U.S. won’t release terrorist financing list

? The Treasury Department rejected a request from senators Tuesday and refused to release a classified list of Saudi individuals or organizations suspected of financing terrorist groups.

A Treasury spokesman, Rob Nichols, said a department official misspoke when he told senators last week the list was unclassified, which would mean it was not restricted information.

“The last thing we want to do is tip off terrorists that we are on to them,” Nichols said. “We don’t want to disrupt ongoing investigations, covert actions or potential law enforcement actions.”

Administration attorneys are reviewing the degree to which the classified information can be provided or shared with Congress in closed session, said a government official, speaking on condition of anonymity.

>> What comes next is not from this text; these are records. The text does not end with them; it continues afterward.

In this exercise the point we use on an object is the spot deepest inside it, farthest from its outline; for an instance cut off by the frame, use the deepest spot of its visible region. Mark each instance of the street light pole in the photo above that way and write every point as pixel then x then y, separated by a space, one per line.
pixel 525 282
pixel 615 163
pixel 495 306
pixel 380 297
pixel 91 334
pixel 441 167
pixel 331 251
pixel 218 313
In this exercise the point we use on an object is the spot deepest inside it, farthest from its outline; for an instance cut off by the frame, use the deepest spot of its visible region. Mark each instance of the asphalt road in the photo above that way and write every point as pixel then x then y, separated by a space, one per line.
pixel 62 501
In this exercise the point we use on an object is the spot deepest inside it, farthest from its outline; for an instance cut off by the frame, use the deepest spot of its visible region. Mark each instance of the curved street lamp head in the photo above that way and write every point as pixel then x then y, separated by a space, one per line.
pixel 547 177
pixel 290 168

The refusal to release the list marks the second time in two weeks that the Bush administration has rejected requests by senators to declassify information about Saudi ties to terrorists.

Democratic and Republican senators have urged the Bush administration to release at least part of a 28-page section of the congressional report on the Sept. 11, 2001, attacks that deal with foreign support for the hijackers. People who have seen the section said it examines interactions between Saudi businessmen and the royal family that may have aided the hijackers.

The Saudi government strongly denies helping terrorists in any way and says it is working closely with the United States to combat them.

Secretary of State Colin Powell said Saudi Arabia has been “especially aggressive” in responding to U.S. terrorism requests for help. In an interview broadcast Monday to Arab countries, Powell told U.S.-financed Radio Sawa the Saudis are finding caches of weapons and ammunition that were intended for terror attacks in Saudi Arabia and elsewhere.

But, Powell said, “There are always more things that all of us can do.” Specifically, Powell said, “We still have issues with respect to financing, and how money gets to charitable organizations.”

At a Governmental Affairs Committee hearing last week, senators pressed the Treasury Department’s Richard Newcomb about whether foreign relations interests caused the department to avoid action against groups suspected of financing terrorists. Newcomb is director of Treasury’s Office of Foreign Assets Control, which notifies U.S. banks when they are to block assets of suspected terror financiers.

Sen. Carl Levin, D-Mich., asked whether the department’s list of groups suspected of helping terror organizations was classified. When Newcomb said it was not, Levin requested the list. Sen. Mark Pryor, D-Ark., later repeated the request.

Nichols, the Treasury spokesman, said Tuesday Newcomb made an inadvertent error in saying the list was not classified.